Terlebih lagi, PKS sendiri sudah memiliki potensi untuk bisa mengusung kadernya maju di Pilgub Jabar 2024 tanpa harus masuk dengan KIM Plus.

"Ada potensi PKS tidak harus masuk skema KIM Plus. Artinya membuat poros baru tadi. Karena PKS punya posisi tawar, dia punya kursi yang besar pasca Gerindra kalau enggak salah, dia punya tokoh, sosok banyak, bahkan bisa memunculkan nama," ungkapnya.

"PKS juga punya basis yang jelas dan ini sudah teruji dari pemilu kemarin. Posisi tawar ini yang bisa dijual ke KIM Plus, istilahnya Kalau lu enggak sama gua, kemungkinan kalah lu besar, apalagi kalau gua buat boros baru bro, hati-hati," sambungnya.

Menurutnya, dengan membuat poros baru berisikan PKS, PKB, PPP hingga PDIP akan bisa menggoyang KIM Plus yang bisa dikatakan saat ini memikiki kekuatan politik yang besar.

"Saya masih melihat potensi itu besar, kenapa? Tadi, Islam PKS ini kan Islam perkotaan, PKS butuh untuk memperluas ceruk pemilihnya Islam perdesaan, itu biasanya representasi oleh PPP dan PKB. Kalau ini bareng, saya melihat potensi kemenangannya ada besar," jelasnya.

"Jadi kalau saya mengendorse aja, karena ini Open Election, peta masih terbuka, dinamika masih banyak, digagas aja poros Islam, apakah itu poros tengah, ataukah poros apa namanya nanti poros santri, terserah apapun namanya.

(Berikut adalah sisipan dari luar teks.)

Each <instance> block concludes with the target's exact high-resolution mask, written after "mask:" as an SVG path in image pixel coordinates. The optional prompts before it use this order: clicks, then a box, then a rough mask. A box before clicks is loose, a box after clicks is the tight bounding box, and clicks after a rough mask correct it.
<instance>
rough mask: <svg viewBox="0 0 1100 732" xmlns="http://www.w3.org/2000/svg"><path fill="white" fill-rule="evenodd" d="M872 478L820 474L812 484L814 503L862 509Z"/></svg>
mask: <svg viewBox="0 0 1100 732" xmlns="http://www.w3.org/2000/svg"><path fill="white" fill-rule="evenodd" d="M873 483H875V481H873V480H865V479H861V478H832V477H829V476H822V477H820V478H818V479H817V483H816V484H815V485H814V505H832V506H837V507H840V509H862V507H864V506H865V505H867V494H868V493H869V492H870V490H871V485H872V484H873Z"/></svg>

Tapi yang jelas potensi partai-partai Islam bersatu di Jawa Barat ada momennya dan tokoh-tokohnya juga saya lihat potensial semua," lanjutnya.

Jika seandainya poros baru itu terwujud, Agung mengatakan maka PKS harus mengusung figur yang memiliki elektabilitas tinggi.

"Misalkan nama yang cukup moncer, kayak Ibu Susi misalkan diambil sama teman-teman PKS atau teman-teman tadi Koalisi Santri," ungkapnya.

Menurutnya, sosok Susi Pudjiastuti akan sangat menarik jika disandingkan dengan Haru Suandharu di Pilgub Jabar 2024.

"Karena memang Pak Haru punya mesin, Ibu Susi punya elektabilitas. Nah kalau mesin dan figur ini bersatu, peluang untuk memenangkan Pilkada itu lebih besar. Karena kan yang punya mesin sudah teruji, yang punya elektabilitas juga sudah terbaca oleh survei mainstream," terangnya.

"Jadi saya melihat idealnya Pilkada itu perkawinan antara figur dan mesin (partai), jangan hanya salah satu saja, figur saja atau mesin saja. PKS butuh figur, figur butuh PKS jadi relasi-relasi yang mutualistik seperti itu," tandasnya.